What few have pointed out is that Candidate Obama preached and practiced Leadership From Below. For a quick tutorial, check my post on What my Daughter Taught me about Leadership. But how can a President Obama exhibit Leadership From Below? Isn’t that a contradiction in terms? After all, it is arguably the most powerful position in the world. Why would the President need Leadership From Below?

In fact, there are five reasons why Obama still needs the bottom-up perspective:

1. Formal power if fine, but not enough

Leadership from below does not mean that you cannot have formal power. It does not mean that you need to be the underdog. It does not mean begging to lead or begging people to support you. Rather, it simply says: to enact change, I need to inspire followership. The recent book Followership: How Followers Are Creating Change and Changing Leaders by Harvard Kennedy School’s Barbara Kellerman is right on. You can only lead when you are allowing people around you to voice their concerns. Leadership From Below means never assuming you are the only voice in the room, even if you always have the last word.

2.Macchiavelli is out of date

Macchiavelli, who has been the elite’s unchallenged management guru since the 15th century said it is better to be feared than to be loved. The reason is that when you are loved, you can still be fooled, but when you are feared any challenger is a fool. The trouble with fear is that it is very unpredictable. It was ok to be a feared dictator in the Italian Renaissance, it is not ok to be a feared President in 2009. Public perception is volatile. When markets operate in fear, they collapse. When people are afraid, they turn to terror. When co-workers fear you, they simply change employer. In short, Machiavelli is out of date. Leaders should recognize that centuries have passed and complexity has increased. Not by much, I would say, but enough that it is safer to be loved than feared.
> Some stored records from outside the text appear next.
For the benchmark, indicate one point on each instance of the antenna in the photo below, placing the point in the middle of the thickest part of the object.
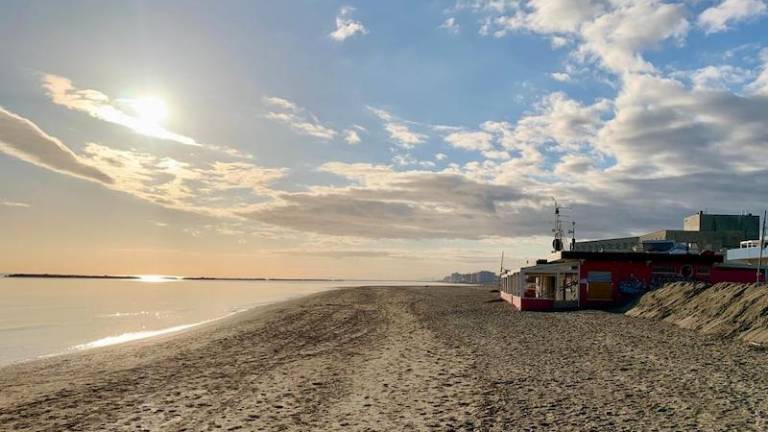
(557, 243)
(572, 232)
(762, 246)
(501, 269)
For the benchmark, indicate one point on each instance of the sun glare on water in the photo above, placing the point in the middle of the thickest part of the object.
(157, 278)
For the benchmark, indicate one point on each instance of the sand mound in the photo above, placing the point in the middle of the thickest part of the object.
(726, 309)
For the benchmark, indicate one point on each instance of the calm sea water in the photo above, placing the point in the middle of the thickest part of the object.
(40, 317)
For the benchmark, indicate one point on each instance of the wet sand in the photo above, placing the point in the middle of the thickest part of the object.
(380, 359)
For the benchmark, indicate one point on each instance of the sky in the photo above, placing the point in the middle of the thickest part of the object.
(393, 140)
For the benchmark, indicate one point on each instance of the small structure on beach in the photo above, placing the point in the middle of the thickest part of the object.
(570, 279)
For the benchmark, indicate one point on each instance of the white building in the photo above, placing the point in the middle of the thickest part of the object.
(748, 253)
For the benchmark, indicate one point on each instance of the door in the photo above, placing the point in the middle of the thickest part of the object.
(599, 286)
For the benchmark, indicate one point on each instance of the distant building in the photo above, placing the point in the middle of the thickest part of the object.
(701, 232)
(481, 277)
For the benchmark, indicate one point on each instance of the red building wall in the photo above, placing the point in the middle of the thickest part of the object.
(627, 271)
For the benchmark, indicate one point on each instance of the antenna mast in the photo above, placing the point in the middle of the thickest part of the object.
(762, 246)
(501, 269)
(557, 243)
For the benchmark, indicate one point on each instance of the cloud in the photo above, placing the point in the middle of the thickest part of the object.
(21, 138)
(661, 128)
(614, 33)
(347, 27)
(478, 140)
(212, 188)
(760, 85)
(98, 105)
(560, 76)
(351, 137)
(617, 38)
(383, 203)
(297, 118)
(718, 77)
(398, 130)
(728, 12)
(450, 25)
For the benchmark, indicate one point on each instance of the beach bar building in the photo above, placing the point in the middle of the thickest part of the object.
(572, 279)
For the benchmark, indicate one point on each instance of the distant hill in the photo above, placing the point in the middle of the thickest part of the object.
(481, 277)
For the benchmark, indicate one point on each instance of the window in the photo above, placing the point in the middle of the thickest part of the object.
(702, 270)
(663, 269)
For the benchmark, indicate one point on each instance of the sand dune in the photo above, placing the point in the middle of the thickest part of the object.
(726, 309)
(380, 359)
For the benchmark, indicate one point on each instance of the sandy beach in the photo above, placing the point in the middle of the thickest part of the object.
(400, 358)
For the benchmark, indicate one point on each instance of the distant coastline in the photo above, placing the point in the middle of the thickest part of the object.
(169, 278)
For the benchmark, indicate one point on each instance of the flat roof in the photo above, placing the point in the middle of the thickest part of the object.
(635, 256)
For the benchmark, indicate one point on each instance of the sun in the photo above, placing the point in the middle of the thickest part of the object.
(150, 110)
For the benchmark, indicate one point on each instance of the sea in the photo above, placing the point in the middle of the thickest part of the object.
(42, 317)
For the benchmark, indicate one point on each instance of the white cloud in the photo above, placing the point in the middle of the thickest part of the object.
(347, 27)
(297, 118)
(617, 38)
(760, 84)
(351, 137)
(718, 77)
(398, 130)
(613, 32)
(172, 183)
(98, 105)
(450, 25)
(728, 12)
(21, 138)
(478, 140)
(662, 129)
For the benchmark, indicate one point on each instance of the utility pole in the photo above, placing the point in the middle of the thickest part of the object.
(762, 246)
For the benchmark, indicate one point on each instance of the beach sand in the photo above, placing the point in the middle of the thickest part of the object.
(416, 358)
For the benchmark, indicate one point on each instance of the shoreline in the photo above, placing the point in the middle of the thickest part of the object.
(160, 334)
(399, 358)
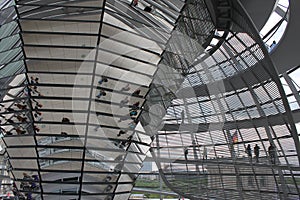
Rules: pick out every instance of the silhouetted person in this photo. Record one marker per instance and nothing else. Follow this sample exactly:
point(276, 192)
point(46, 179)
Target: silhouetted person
point(135, 106)
point(256, 152)
point(205, 153)
point(186, 152)
point(125, 88)
point(121, 132)
point(65, 120)
point(103, 79)
point(20, 106)
point(271, 151)
point(101, 93)
point(124, 102)
point(134, 2)
point(133, 113)
point(148, 9)
point(249, 152)
point(136, 93)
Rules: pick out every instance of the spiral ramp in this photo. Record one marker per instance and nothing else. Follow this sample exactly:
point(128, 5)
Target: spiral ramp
point(83, 128)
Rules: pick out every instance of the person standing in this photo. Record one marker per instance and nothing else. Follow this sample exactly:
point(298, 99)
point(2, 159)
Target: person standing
point(271, 151)
point(249, 152)
point(256, 152)
point(205, 153)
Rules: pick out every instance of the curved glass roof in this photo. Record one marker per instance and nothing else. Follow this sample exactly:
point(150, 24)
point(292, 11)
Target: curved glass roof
point(93, 89)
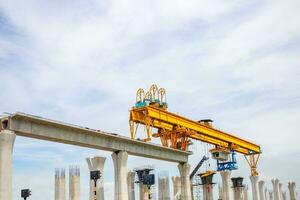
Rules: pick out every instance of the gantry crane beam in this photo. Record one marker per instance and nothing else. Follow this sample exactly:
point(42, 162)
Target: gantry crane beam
point(176, 131)
point(155, 117)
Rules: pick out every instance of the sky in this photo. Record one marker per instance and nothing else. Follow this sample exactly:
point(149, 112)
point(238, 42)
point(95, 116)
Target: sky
point(236, 62)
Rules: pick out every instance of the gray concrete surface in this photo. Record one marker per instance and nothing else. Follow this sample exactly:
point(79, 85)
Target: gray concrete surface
point(45, 129)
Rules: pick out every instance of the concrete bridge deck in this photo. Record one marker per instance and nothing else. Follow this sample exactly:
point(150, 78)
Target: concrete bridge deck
point(37, 127)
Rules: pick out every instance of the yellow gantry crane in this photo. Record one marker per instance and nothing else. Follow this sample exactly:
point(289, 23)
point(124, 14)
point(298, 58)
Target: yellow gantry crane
point(175, 131)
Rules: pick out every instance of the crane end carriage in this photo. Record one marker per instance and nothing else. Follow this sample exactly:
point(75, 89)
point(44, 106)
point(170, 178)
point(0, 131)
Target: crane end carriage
point(176, 131)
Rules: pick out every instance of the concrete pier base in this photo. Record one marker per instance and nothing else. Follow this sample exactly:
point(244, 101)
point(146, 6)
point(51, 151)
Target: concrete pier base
point(74, 183)
point(271, 195)
point(225, 175)
point(254, 185)
point(208, 192)
point(266, 194)
point(96, 163)
point(120, 168)
point(284, 195)
point(238, 193)
point(238, 188)
point(292, 190)
point(7, 139)
point(60, 184)
point(275, 183)
point(130, 184)
point(163, 189)
point(176, 187)
point(245, 193)
point(261, 188)
point(184, 170)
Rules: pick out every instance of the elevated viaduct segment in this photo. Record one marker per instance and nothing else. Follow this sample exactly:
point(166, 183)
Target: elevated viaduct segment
point(21, 124)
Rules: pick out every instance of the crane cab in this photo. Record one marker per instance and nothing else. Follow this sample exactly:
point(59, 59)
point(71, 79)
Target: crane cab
point(220, 154)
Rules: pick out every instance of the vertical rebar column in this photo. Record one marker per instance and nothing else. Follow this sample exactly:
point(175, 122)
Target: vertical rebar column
point(96, 164)
point(246, 193)
point(254, 184)
point(207, 182)
point(7, 140)
point(60, 184)
point(266, 194)
point(130, 183)
point(275, 183)
point(261, 188)
point(176, 187)
point(120, 169)
point(74, 183)
point(271, 195)
point(238, 188)
point(225, 175)
point(163, 188)
point(184, 170)
point(292, 190)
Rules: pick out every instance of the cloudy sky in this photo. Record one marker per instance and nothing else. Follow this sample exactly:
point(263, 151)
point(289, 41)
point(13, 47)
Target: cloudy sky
point(81, 61)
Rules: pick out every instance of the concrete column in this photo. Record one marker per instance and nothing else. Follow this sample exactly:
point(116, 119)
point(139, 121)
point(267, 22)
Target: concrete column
point(220, 192)
point(120, 168)
point(254, 184)
point(74, 183)
point(130, 184)
point(238, 188)
point(184, 170)
point(60, 184)
point(280, 191)
point(204, 189)
point(292, 190)
point(208, 192)
point(266, 194)
point(284, 195)
point(144, 192)
point(238, 193)
point(163, 189)
point(225, 175)
point(261, 188)
point(176, 187)
point(96, 164)
point(271, 195)
point(275, 183)
point(246, 197)
point(7, 139)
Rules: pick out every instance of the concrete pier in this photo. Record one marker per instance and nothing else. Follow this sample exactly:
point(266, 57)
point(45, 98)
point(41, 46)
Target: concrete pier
point(261, 188)
point(7, 139)
point(280, 191)
point(246, 197)
point(284, 195)
point(275, 183)
point(176, 187)
point(225, 175)
point(120, 168)
point(60, 184)
point(292, 190)
point(254, 185)
point(163, 188)
point(220, 192)
point(207, 185)
point(266, 194)
point(238, 188)
point(184, 170)
point(271, 195)
point(96, 164)
point(130, 184)
point(74, 183)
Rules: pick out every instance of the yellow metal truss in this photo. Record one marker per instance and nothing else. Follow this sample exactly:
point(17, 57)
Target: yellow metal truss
point(175, 131)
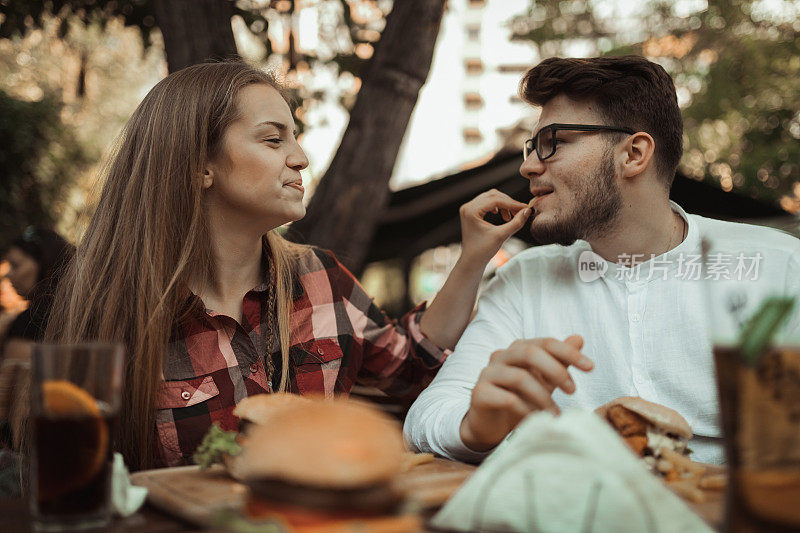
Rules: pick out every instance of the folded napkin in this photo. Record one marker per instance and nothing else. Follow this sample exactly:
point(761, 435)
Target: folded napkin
point(562, 474)
point(126, 498)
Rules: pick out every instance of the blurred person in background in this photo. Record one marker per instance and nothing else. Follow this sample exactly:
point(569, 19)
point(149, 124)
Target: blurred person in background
point(11, 303)
point(36, 260)
point(183, 264)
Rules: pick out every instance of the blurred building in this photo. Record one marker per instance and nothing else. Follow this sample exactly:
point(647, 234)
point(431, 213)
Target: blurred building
point(470, 98)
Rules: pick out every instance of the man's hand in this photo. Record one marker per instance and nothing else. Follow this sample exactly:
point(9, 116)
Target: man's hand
point(480, 239)
point(516, 382)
3. The US has a complex constituency

Being President does not only mean being the President of a country. You are also a global actor. The case could be made that there are more Obama supporters who did not have the right to vote than did, if you count 2/3 of citizens in Europe, and many, many across the world. Seldom has a campaign invigorated so many non voting parties, people, and pundits. While the US President does have formal power over the US mainland, his powers over the world are severely limited. Well, his powers are limited unless he plays his cards well. I believe the George W. Bush era slogan was “if you are not with us you are against us”. It didn’t play so well. Leadership from below is the way to go when you are building partnerships, trying to enlist opponents, working through intermediaries, in short, when engaging in diplomacy.

4. To enact change, a leader must be consistent

Leaders without formal authority need tech savvy, listening skills, social antennas, and a good pitch. With these you can master any situation. Many Presidents have had at least the latter two, but have let all of these skills go when they took office. But Obama will need to maintain them. The credibility of his message depends on staying open, approachable, and diplomatic. The formal authority of a Presidential office might stay largely the same when a new President takes office, but what he or she makes of it does not.

5. Military and financial crises demand buy-in

It would be easy to think that the military and the financial sector are best governed top-down. After all, employees in both sectors are well used to taking orders from above. However, it seems clear to most people that this approach has not worked and will not work, at least not now. The US is slowly coming to terms with a world where followership is more important than leadership. In his new book Tribes, marketing guru Seth Godin talks about the renewed importance of the tribal type of leadership in contemporary society. We want a leader, but we want a stake in where we are being led and why. When the military spends most of its time winning hearts and minds instead of firing bullets, and the largest banks suddenly are state owned, the model is about to change. Stakeholder leadership is suddenly in fashion. As citizens we have bought ourselves a share in the the financial meltdown. As citizens of the world, we have a stake in reducing terror and unrest. A President that does not see it as his first priority to win buy in for his views, will fail. Unilateralism is out. Multilateralism is in. Buyout is out. Buyin is in.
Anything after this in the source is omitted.